While both sides made some great arguments that seemed to pull me in both directions, in the end though, I think my conclusion will be like the ending to LOST or the Soprano's - no real closure (Yes, I'm still bitter about LOST ten years later...Six Seasons and that's all we got...C'Mon!). While there are reasons to agree with both stances, ultimately I feel like the answer to this statement is complex, and much like the previous debate, there is probably more to it than a simple, "agree" or "disagree". When we look at the issue specifically, I think it all comes down to how the technology is being utilized, who is using it and what role education plays. For example, as we heard earlier, the advancement (and price) of technology can certainly cause a digital divide in our society and may force individuals and families to sacrifice so much, just to have access. This in itself, would really support the notion that technology is causing inequity in society. However, as we've witnessed with the CoVid crisis, many school divisions are providing technology to families who don't have access or enough devices at home in an effort to bridge that same gap. So...the argument could also be made that the use of technology has actually helped to provide equity to society.

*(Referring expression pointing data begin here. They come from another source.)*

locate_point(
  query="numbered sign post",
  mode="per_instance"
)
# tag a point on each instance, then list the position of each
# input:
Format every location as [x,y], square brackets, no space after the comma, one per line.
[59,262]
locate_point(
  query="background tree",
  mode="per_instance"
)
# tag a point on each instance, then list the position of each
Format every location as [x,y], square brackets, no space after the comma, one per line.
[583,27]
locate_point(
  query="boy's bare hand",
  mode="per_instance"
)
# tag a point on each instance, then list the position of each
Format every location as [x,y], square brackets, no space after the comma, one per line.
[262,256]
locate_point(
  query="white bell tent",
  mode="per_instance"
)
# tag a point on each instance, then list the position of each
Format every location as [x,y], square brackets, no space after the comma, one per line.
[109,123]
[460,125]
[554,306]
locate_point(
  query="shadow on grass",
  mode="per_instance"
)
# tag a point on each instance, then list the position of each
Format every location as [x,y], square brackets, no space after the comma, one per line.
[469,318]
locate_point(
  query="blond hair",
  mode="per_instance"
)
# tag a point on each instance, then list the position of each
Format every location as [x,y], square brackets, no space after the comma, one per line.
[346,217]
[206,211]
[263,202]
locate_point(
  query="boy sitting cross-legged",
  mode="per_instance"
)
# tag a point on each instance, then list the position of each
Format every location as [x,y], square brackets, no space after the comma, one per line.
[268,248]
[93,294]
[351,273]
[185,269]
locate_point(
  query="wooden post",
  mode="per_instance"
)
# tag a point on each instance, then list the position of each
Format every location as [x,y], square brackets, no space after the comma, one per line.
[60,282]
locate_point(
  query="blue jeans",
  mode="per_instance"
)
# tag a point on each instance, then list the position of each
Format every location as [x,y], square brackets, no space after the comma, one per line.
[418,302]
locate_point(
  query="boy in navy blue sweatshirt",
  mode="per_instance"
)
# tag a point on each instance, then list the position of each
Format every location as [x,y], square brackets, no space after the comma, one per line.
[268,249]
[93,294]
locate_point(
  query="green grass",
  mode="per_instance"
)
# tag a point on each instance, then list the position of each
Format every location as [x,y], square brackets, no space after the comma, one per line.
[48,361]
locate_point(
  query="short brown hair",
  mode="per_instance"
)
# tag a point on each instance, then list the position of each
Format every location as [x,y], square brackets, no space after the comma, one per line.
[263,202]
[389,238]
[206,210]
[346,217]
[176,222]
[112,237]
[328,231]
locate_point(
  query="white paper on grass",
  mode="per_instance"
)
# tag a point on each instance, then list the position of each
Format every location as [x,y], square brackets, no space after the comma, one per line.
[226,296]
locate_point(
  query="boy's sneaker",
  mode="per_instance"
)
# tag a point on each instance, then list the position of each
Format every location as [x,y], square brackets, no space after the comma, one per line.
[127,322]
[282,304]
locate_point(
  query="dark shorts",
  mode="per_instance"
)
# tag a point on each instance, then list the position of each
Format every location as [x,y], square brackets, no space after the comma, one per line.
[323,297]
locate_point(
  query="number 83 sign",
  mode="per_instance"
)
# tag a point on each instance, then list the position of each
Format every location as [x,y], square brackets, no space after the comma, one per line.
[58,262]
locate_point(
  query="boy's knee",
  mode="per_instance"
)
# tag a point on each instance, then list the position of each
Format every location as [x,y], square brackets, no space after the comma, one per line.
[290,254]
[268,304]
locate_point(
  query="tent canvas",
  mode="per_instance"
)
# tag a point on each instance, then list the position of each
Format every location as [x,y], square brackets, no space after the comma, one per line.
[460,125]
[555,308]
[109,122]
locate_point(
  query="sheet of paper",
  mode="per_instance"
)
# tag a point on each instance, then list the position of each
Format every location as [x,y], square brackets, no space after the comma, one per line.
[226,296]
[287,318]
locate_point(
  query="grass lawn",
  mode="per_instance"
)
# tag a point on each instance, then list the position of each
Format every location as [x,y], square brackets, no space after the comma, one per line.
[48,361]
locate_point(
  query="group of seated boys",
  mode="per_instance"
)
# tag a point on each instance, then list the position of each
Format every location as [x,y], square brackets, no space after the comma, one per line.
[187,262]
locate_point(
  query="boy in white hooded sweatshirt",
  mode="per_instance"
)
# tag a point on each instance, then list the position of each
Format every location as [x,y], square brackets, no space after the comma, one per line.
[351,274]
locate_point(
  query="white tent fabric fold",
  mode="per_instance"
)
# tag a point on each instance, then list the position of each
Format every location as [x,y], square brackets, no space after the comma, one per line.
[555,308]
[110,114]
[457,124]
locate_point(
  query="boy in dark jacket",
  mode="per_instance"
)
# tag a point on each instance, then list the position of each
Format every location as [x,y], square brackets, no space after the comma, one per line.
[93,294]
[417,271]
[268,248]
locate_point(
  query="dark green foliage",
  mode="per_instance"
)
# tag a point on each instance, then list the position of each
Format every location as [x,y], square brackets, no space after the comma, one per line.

So, where does that leave me? The answer is simple...I really don't know. See simple! Overall my brain feels like it's in the midst of an intense tennis match - going back and forth. Ultimately, as I mentioned earlier, I don't feel like there is an exact answer to this statement as there seems to be so many factors that could play out that could make both sides right. Maybe I'm taking a cop-out here, but I really feel like there is no right answer. What do you think?